Buoyed by my surprising success as a baseball prognosticator--four series analyzed, four winners correctly picked!--I am ready to tackle the Big One.
I have to admit that, while I wanted the Twins to win the whole thing, a part of me also wanted to see the Red Sox and Yankees renew what's unquestionably the best rivalry in sports, at least right now. It should be a crazy, fun week-plus, especially here in New York, where the usual swaggering confidence in the $183 million machine is noticeably absent: maybe the Yankee faithful understand that if Ron Gardenhire had managed his pitchers a little better in Games Two and Four, their team probably wouldn't even be here.
To some extent, you can throw the usual tools of analysis out the window when the Sox and Yanks hook up.
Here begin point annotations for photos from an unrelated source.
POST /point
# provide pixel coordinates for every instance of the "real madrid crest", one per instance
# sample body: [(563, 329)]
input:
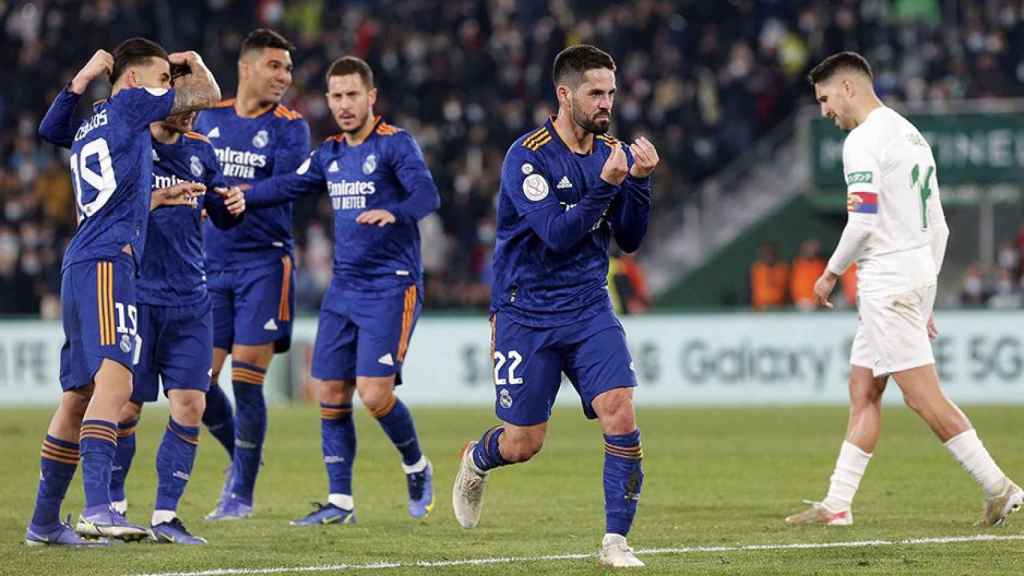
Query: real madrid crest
[(261, 138), (370, 164), (196, 166)]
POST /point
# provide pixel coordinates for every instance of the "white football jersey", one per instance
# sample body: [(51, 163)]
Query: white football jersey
[(892, 187)]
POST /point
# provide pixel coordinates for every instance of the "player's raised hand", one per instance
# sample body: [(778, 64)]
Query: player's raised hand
[(235, 199), (614, 169), (823, 287), (378, 216), (645, 158), (101, 64), (177, 195)]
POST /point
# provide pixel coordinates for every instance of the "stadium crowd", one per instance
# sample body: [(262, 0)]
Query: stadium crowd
[(701, 79)]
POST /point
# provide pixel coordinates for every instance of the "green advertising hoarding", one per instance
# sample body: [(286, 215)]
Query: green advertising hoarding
[(970, 149)]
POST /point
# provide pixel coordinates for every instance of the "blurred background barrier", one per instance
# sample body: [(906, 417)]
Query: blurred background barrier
[(698, 359)]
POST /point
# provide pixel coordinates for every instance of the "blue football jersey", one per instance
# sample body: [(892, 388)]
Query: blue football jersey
[(555, 218), (112, 171), (173, 270), (251, 150), (387, 170)]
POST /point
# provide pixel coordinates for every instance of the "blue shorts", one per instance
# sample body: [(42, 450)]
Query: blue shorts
[(177, 350), (528, 364), (97, 310), (253, 305), (365, 336)]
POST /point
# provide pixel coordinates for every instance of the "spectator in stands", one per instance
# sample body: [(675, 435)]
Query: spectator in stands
[(769, 279), (807, 266)]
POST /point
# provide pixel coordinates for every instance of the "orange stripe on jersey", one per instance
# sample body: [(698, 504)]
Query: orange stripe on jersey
[(408, 315), (285, 311)]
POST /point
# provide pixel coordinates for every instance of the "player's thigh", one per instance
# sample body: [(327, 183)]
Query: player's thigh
[(99, 319), (599, 364), (334, 348), (896, 329), (145, 384), (183, 354), (527, 371), (220, 286), (385, 329), (264, 303)]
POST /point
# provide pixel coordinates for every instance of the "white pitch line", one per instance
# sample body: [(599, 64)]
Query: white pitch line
[(554, 558)]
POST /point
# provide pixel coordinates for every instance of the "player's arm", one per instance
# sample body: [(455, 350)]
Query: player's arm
[(937, 227), (198, 88), (630, 212), (58, 125), (225, 207), (412, 171), (525, 183), (863, 177), (308, 178)]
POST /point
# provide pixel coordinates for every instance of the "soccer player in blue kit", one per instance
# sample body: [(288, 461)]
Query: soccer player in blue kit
[(174, 318), (250, 265), (111, 166), (566, 189), (380, 188)]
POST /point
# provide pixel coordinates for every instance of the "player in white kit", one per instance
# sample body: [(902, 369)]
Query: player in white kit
[(896, 233)]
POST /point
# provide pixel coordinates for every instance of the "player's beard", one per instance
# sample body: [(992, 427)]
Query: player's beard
[(589, 124)]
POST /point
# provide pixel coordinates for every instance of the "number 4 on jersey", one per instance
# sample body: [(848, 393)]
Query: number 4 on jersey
[(924, 188)]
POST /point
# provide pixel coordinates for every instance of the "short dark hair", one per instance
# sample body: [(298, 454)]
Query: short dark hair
[(837, 62), (573, 62), (351, 65), (134, 51), (264, 38)]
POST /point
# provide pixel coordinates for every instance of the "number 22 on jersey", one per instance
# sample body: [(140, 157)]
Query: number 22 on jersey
[(924, 189)]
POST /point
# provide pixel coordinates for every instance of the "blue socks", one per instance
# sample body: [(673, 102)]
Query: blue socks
[(174, 463), (56, 466), (397, 423), (485, 453), (122, 458), (247, 380), (218, 417), (338, 445), (623, 481), (98, 442)]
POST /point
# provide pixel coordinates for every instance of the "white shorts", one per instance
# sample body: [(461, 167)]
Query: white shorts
[(892, 332)]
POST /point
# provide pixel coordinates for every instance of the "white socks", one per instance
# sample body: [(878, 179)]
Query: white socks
[(850, 468), (341, 500), (160, 517), (971, 454)]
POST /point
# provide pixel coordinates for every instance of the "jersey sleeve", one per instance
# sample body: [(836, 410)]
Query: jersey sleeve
[(525, 184), (863, 176), (307, 178), (213, 202), (141, 107), (412, 171), (293, 147), (58, 126)]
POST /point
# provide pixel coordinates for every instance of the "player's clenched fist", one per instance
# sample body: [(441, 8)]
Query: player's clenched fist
[(101, 64), (644, 158), (614, 168)]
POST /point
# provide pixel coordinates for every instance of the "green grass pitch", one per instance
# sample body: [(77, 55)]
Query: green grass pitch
[(714, 478)]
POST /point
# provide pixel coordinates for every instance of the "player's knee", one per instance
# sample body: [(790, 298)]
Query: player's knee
[(521, 448), (130, 412)]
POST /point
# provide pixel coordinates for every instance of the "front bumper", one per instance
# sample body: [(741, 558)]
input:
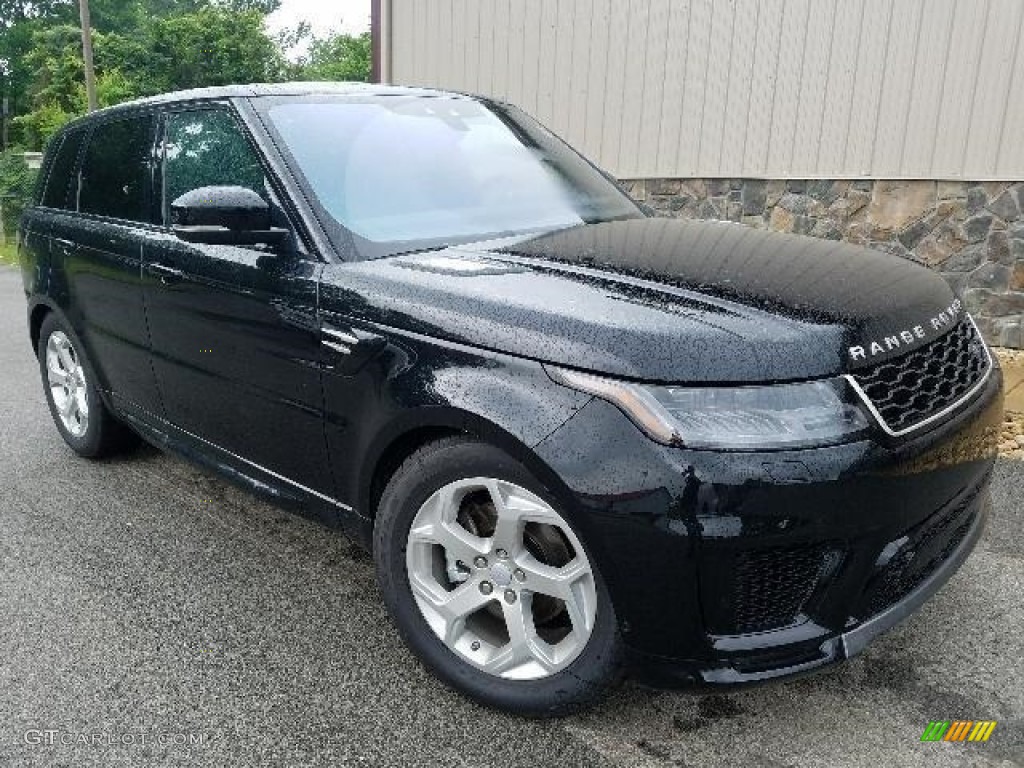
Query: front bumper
[(809, 647), (735, 567)]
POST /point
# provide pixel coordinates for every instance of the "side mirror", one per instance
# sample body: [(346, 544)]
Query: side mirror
[(224, 215)]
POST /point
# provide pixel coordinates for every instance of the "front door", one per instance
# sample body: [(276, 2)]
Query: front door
[(235, 338), (99, 242)]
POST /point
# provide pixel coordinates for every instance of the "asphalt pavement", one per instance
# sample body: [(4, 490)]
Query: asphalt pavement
[(152, 613)]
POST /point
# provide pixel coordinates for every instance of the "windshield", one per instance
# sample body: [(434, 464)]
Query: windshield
[(408, 172)]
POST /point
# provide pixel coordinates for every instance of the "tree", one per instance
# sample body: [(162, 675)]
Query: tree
[(336, 57), (213, 46)]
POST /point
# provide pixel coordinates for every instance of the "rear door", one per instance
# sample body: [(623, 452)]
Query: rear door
[(96, 254), (236, 342)]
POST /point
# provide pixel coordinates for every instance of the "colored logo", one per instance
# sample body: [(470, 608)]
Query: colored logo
[(958, 730)]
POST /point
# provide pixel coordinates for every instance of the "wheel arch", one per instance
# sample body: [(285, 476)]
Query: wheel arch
[(419, 428)]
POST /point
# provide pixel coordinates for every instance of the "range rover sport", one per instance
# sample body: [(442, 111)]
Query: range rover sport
[(580, 441)]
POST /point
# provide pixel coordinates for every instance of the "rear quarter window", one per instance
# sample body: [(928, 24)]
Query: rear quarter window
[(116, 175), (61, 169)]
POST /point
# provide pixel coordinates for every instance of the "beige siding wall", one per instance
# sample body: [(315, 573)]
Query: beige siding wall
[(742, 88)]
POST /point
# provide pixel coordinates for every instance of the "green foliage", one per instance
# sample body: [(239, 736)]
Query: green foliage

The intangibles still favor the pinstripes. And that strikes me as the best reason for Yankee fans to hope their team can write yet another chapter in Boston's long history of October pain--because when you look at the talent onhand, the Red Sox seem to have a clear edge, particularly in the starting rotations.
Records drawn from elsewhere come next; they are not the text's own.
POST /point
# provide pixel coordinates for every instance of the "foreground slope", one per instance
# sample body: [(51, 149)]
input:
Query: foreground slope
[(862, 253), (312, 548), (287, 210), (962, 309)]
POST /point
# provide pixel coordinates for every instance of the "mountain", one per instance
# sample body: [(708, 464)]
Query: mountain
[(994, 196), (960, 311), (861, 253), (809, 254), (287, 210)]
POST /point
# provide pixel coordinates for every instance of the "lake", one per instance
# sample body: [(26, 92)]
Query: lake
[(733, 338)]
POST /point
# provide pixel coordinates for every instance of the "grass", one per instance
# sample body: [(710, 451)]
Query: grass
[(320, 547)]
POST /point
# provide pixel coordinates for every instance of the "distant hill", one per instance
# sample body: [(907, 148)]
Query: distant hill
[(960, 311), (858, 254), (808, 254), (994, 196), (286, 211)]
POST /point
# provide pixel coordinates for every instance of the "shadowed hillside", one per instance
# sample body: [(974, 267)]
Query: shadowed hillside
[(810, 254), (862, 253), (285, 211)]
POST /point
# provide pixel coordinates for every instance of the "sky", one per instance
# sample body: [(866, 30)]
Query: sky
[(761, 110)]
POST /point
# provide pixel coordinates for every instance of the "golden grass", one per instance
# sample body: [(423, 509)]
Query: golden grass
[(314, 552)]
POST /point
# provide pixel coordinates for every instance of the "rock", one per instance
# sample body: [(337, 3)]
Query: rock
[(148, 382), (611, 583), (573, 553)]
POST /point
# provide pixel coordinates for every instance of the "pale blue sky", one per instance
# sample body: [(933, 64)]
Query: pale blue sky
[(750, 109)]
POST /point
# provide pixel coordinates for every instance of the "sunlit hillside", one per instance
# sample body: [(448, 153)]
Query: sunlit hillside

Curt Schilling is the best post-season pitcher going today, and he can take the ball three times in a seven-game series. Schilling led Arizona past the Yankees in the World Series three years ago--memorably describing the Yanks' supposed "mystique and aura" as "dancers in a nightclub" along the way--and he came to Boston pretty much expressly for those three starts (and because Ed Wade is an asshead). Schill won two of this three starts against the Yankees this season with a no-decision in the other, though his other numbers--4.82 ERA, 10 walks in 18.2 innings--aren't very Schilling-esque. That's mostly from one bad start at Fenway in July, when New York torched him for 7 runs in 5.1 frames, and that's probably not the Curt Schilling who will take the hill tonight in the Bronx.
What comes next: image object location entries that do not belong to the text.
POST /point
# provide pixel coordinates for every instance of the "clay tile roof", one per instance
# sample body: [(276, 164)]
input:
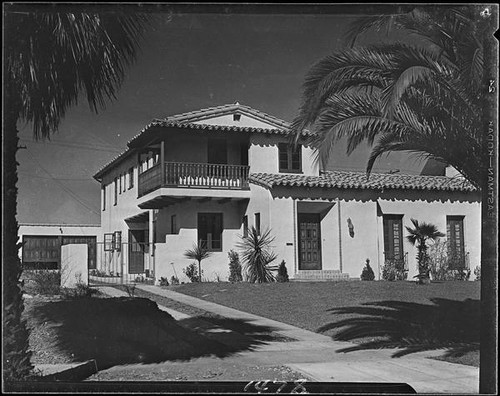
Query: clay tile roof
[(358, 180)]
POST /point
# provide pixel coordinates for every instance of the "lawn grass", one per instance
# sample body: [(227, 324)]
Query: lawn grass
[(442, 315)]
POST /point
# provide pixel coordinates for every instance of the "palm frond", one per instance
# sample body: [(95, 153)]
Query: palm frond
[(257, 255)]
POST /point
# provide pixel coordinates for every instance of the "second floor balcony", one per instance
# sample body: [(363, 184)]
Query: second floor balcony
[(193, 175)]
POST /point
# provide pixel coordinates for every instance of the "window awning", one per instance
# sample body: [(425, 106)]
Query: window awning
[(138, 218)]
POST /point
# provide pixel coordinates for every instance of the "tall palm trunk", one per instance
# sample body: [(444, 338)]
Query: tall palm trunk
[(488, 375), (16, 355)]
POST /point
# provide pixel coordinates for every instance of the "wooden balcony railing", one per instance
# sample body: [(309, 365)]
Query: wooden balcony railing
[(196, 175)]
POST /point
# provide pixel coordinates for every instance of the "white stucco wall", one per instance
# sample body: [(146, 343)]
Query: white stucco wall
[(57, 230), (171, 247), (263, 155), (74, 265), (349, 253)]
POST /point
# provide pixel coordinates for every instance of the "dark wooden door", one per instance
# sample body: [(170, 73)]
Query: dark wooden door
[(309, 241), (137, 247), (91, 242), (217, 151), (41, 252), (393, 237)]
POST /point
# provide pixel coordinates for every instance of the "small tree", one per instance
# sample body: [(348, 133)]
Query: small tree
[(367, 273), (234, 267), (282, 273), (257, 256), (192, 273), (199, 253), (419, 236)]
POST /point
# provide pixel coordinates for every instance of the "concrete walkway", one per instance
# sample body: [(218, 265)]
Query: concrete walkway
[(317, 356)]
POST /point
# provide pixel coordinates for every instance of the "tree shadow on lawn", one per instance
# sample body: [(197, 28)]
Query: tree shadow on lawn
[(447, 324), (117, 331)]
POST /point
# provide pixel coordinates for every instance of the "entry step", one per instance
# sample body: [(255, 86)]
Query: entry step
[(321, 275)]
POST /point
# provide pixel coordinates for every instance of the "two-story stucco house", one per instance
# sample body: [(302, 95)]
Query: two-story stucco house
[(209, 174)]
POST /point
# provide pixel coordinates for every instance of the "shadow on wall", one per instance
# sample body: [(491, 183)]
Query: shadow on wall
[(117, 331), (448, 324)]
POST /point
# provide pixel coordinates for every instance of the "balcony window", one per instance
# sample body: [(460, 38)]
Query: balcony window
[(245, 226), (173, 224), (210, 231), (290, 158)]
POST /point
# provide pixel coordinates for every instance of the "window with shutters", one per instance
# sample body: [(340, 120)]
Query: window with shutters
[(455, 239)]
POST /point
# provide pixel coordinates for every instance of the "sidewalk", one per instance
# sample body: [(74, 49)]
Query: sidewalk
[(317, 356)]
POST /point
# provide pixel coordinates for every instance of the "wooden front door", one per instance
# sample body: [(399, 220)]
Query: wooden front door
[(309, 241), (137, 247)]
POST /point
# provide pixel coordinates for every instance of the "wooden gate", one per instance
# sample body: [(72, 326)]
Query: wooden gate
[(309, 241)]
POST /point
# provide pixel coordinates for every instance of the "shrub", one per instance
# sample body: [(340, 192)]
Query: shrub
[(367, 273), (443, 267), (477, 272), (282, 275), (81, 290), (192, 273), (46, 282), (234, 267), (198, 252), (163, 281)]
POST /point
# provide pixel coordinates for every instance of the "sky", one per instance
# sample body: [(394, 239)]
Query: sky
[(186, 62)]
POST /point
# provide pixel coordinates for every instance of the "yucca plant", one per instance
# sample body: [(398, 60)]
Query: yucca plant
[(257, 255), (198, 252), (423, 99), (418, 236), (428, 99)]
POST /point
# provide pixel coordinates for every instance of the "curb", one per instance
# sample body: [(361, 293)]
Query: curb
[(76, 373)]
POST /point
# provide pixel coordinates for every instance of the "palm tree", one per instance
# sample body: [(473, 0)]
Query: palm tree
[(422, 99), (199, 253), (50, 58), (418, 236), (432, 101), (257, 256)]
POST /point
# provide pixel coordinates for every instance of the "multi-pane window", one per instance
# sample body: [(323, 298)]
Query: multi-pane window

Of course, Pedro Martinez has had his own problems with the Yankees, not just this year but throughout his career. To some extent, this is overstated: Pedro is 4-4 with a 4.26 ERA and 92 strikeouts in 76 innings against New York over the last three seasons, not nearly a bad enough record to establish paternity. Add in Bronson Arroyo and Tim Wakefield--who, before allowing Aaron Boone's decisive homer in Game Seven last fall, had throttled the Yanks--and Boston has the advantage. And while John Lieber and Kevin Brown both pitched reasonably well against Minnesota, the most dangerous guys in the Twins' lineup (Hunter, Morneau, maybe Shannon Stewart) all wouldn't even start for the Red Sox. Aside from Mike Mussina, who seems back to his full powers, it's hard to imagine any New York starter shutting down the Damon/Man-Ram/Ortiz attack.
I think this is the year Boston exorcises this one civic demon, at least. Red Sox in six.